The California Supreme Court has absolutely no respect for the public interest of being able to track back owners and lienholders in order to present a ‘clear title’ to a subsequent leaseholder to property.
To that end they support case law ruling that deed of trust loans don’t require that the lenders record their interest in the property title when that interest is sold to another party. This denies the ability to the purchaser to honor their promise to protect that clear title so a clear title can be delivered to the successor of the property leasehold by succession or sale.
Furthermore, the ‘technical’ error is a problem because it doesn’t answer the question, ‘well if the transfer to a trust wasn’t completed, then who holds the deed of trust interest that clouds the title?’. You would think someone intelligent enough to become a judge would raise such a question, but then, if 9% of your retirement is based on the banks’ ability to cloud titles in California, silence from the judiciary is golden.

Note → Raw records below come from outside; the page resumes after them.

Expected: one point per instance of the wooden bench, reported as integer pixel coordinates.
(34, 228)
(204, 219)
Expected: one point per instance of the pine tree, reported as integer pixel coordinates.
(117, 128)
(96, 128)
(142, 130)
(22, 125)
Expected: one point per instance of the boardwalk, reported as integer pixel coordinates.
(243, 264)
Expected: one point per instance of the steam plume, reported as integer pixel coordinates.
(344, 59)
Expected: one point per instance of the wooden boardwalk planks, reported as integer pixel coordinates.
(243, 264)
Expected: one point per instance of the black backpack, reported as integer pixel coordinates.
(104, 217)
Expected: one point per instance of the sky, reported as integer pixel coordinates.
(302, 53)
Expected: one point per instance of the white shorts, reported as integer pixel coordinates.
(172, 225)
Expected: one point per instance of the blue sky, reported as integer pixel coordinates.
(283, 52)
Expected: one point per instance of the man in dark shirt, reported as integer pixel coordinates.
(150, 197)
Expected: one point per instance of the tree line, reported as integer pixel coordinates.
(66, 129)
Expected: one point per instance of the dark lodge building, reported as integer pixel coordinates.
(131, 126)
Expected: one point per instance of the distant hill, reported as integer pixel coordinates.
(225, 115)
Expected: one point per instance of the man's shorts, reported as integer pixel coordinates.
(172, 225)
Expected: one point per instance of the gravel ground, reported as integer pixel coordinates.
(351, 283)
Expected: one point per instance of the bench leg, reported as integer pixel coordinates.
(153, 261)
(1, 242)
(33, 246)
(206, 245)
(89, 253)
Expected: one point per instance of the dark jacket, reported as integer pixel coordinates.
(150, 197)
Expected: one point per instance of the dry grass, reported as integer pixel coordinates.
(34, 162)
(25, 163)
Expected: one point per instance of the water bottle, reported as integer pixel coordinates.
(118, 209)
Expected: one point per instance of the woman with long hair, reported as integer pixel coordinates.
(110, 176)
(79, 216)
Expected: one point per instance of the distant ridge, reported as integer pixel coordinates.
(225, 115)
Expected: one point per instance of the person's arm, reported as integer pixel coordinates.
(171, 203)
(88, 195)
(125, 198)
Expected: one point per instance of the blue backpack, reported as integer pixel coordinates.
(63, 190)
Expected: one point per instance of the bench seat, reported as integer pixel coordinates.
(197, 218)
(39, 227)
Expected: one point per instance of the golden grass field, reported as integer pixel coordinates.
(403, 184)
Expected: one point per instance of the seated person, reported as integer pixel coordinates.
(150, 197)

And finally, the judiciary is using the power to delegate which appellate cases may be referenced by others to cover up their undue influence in supporting clouded titles in California. For example, in Kalicki v. JP Morgan, the lower court found that JP Morgan forged a document, recorded it, and presented it as a fraud upon the court; all of which are violations of state law amounting to felonies. The appellate court agreed with the lower court about the criminal activity of JP Morgan, but then deemed the case ‘unpublished’ to prevent other cases from referencing the felonies of Kalicki, because more than a single occurrence of ‘bad behavior’ defines criminal activity instead of merely an instance of ‘bad judgment’.
Curiously enough, in Florida, home of the ‘swamp land deals’, the judiciary is recognizing its mistake and reversing it attitude toward the Wall Street banks in their foreclosing activity that leaves property titles clouded. But then, Florida doesn’t share the California political environment that grants Los Angeles judges extra pay and goes so far as to make their extra pay retroactively legal, in order not to contradict the language of the California state Constitution.